BIBLE READING: Genesis 43-45

     You can almost feel the anxiety in the room as Jacob debates within himself what to do.  If he does nothing, he loses his son Simeon who is being held hostage in Egypt.  He also risks the entire fate of his family due to the famine.  If he says yes, he risks losing the only connection he has left of his beloved Rachel in their son Benjamin.   The famine has been severe, and they are quickly running out of food.  If Jacob doesn’t do something quick, it is possible that his entire family would die.  This may very well be the most difficult decision of his life.  In the end, Jacob decides to allow Benjamin to go with the other brothers back to Egypt and purchase food.  But, how does he make this decision?  What was the deciding factor that led him to choose this option?  It could be that he just put his trust in God and let Him handle the situation.  Notice what Jacob says, “Take your brother also, and arise, go again to the man.  May God Almighty grant you mercy before the man, and may he send back your other brother and Benjamin.  As for me, if I am bereaved of my children, I am bereaved” (Genesis 43.14).

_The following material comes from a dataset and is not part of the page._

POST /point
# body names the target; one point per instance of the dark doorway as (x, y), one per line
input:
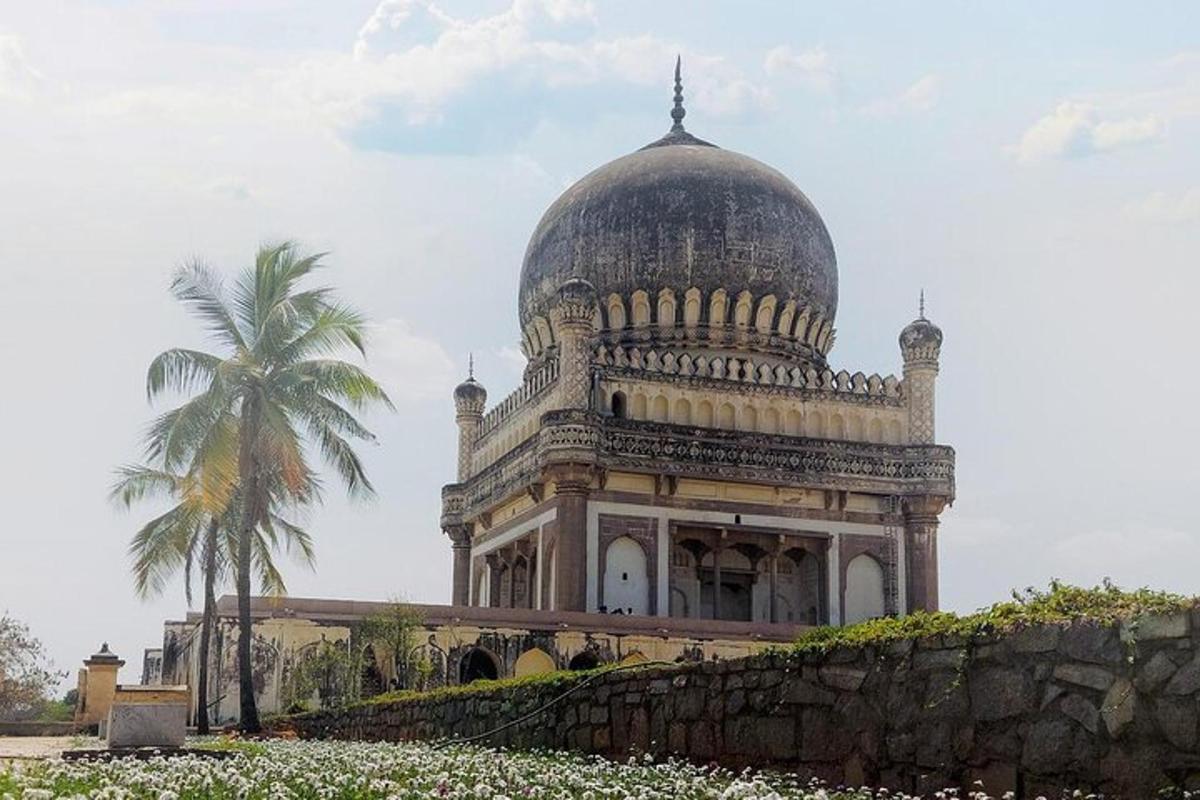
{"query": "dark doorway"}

The term that Jacob uses to describe God is very significant; in Hebrew it is “El Shaddai”.  It was the same word that God used to describe Himself before Abraham in Genesis 17.1 to reaffirm his promise to him that he would have a son.  In this passage Abraham was 99 years old at the time and God had yet fulfilled his promise to him.  Even when things looked bleak and past human understanding, God just reminds Abraham that He is “God Almighty”.  Maybe those words were passed down from Abraham to Isaac and then Isaac to Jacob as a way of reminding them that even when things seem as though they are not going to work out, they must remember that God is Almighty.  As those final words of Jacob are said to his sons before they leave, he simply just places His trust in God and allows thing to happen as God wants them to happen.  Maybe in times of stress and the anxiety we have in making difficult decisions, we just whispered those words “El Shaddai” as a reminder that God is all powerful and will do what is best for him.